На серой оберточной бумаге военного времени я написал первое в жизни заявление, и директор наложил наискосок резолюцию, чтобы меня зачислили учеником в бухгалтерию. Не стал я моряком, как хотел отец. И самого его уже не было в живых, только я еще не знал этого.
На другой день возле дома я встретил Ганну Алексеевну с тетрадками под мышкой.
— С работы, Дима? — спросила она.
— С работы. Сегодня карточки линовал.
— Зарплата какая?
— Не спросил. Хлеба — шестьсот.
— Ну, вот, уже не иждивенческий паек. Поработаешь, телогрейку выпишут, на ноги что-нибудь. А то как жить?
— Я понимаю, — сказал я. — Спасибо, Ганна Алексеевна. Если бы не вы, мне плохо было бы…
— Чего там, — Ганна Алексеевна грустно улыбнулась. — Ты учебники не забрасывай.
Она уехала в Ленинград весной сорок четвертого. В год, когда прорвали блокаду, с Васюганом рассталось много ленинградцев.
За два дня перед тем, как к нам пришел первый по весне пароход, меня послали увезти в подсобное хозяйство соль. Нас, конторских, частенько назначали разгружать баржи и выполнять разную другую работу — людей тогда всюду не хватало, а я к тому времени малость окреп, да и лет мне стало побольше. Вместе со мной на лодке отправили еще парнишку из конторы и пожилого бондаря с забавной фамилией Мныш. В подсобном Мныш заболел, и из-за него мы на день задержались. Без нас вечером с низовья пришел пароход и, простояв ночь на пристани, наутро должен был отправляться обратно. За два плеса не доезжая до дома, мы услышали первый отходной гудок.
Только река связывала Васюган с внешним миром — по реке отсюда уезжали, по ней возвращались, по ней до глубокой осени везли почту. И когда весной, спеша по вздувшейся реке навстречу плывущим льдинкам, приходил с низовья первый пароход, встречать его и провожать собирались от мала до велика.
Мы увидели его, когда лодка вышла из-за последнего поворота. Еще два долгих гудка, замирая, покатились вдаль по реке. Я знал, что Ганна Алексеевна уезжает, и, кажется, никогда не греб так сильно.

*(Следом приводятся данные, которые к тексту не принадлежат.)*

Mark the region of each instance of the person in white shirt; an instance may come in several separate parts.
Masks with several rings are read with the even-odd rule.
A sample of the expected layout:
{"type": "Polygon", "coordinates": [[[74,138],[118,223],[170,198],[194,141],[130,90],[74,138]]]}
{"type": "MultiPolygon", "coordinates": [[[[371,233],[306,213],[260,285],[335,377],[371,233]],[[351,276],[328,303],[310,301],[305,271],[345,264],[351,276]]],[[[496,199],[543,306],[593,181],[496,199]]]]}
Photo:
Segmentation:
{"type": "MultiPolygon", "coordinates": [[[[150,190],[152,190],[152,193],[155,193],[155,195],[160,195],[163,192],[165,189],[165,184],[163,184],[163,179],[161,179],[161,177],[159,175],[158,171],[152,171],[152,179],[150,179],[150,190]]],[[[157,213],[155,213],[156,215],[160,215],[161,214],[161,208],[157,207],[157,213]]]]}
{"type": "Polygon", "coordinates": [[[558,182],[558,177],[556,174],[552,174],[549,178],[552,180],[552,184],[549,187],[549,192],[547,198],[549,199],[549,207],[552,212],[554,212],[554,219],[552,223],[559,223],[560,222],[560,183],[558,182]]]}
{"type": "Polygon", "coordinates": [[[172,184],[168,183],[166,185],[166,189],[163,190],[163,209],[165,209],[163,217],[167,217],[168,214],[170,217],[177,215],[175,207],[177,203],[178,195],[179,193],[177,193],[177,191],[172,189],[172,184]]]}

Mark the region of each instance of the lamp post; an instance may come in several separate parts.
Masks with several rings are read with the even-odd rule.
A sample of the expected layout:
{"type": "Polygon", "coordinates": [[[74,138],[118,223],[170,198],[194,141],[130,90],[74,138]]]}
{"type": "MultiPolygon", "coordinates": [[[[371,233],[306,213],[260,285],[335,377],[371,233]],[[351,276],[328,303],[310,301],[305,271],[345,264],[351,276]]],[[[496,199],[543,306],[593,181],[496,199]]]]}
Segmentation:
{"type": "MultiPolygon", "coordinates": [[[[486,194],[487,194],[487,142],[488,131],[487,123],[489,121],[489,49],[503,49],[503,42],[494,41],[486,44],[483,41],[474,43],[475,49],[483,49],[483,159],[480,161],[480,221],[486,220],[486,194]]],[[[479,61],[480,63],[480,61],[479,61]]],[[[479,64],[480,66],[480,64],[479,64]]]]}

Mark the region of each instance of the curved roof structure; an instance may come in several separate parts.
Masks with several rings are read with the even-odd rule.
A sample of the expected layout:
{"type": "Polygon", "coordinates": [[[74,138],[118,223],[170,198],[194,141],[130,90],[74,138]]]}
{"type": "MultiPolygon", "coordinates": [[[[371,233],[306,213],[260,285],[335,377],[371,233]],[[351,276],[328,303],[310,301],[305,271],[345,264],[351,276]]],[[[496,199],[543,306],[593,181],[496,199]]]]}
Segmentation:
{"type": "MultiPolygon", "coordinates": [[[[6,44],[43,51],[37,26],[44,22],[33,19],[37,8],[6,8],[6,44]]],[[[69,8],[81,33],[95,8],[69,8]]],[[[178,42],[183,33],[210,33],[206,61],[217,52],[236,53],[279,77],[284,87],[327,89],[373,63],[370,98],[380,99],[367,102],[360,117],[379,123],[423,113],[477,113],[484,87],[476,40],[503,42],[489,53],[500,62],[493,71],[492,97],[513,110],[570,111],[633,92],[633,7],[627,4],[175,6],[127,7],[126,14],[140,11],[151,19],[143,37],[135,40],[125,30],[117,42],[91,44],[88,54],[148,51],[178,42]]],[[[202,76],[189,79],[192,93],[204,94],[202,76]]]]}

Сегодня при виде белоснежных речных теплоходов я вспоминаю тот маленький невзрачный пароходик, который казался тогда большим и красивым, и становится грустно — пароходы мне всегда больше напоминают о расставаниях, чем о встречах.
Приткнув лодку между причаленными неводниками, мы выскочили на берег, когда матросы уже тянули в пролет трап. Вплотную надвинулась к воде плотная толпа провожающих, а наверху, на палубе, сбились к борту те, кто уезжал. Их было много — война еще не кончилась, одни возвращались домой из эвакуации, другие ехали на фронт…
Ганна Алексеевна стояла рядом с дочкой у поручней, и лицо ее было невеселым. Может, это только мне показалось — я был далеко и не мог протиснуться ближе, но, наверное, в самом деле ей было немножко грустно. Все эвакуированные оставляли здесь, в Васюгане, частицу своей жизни.
— Ганна Алексеевна! — крикнул я.
Она не видела меня. Пароход кренился, капитан что-то кричал в рупор, и матросы принялись спроваживать пассажиров на противоположный борт. Заплескали лопасти колес, зашипел, вырываясь над водой, клубящийся пар, и в шуме ничего нельзя было разобрать.
— Ганна Алексеевна, до свидания! — еще раз крикнул я.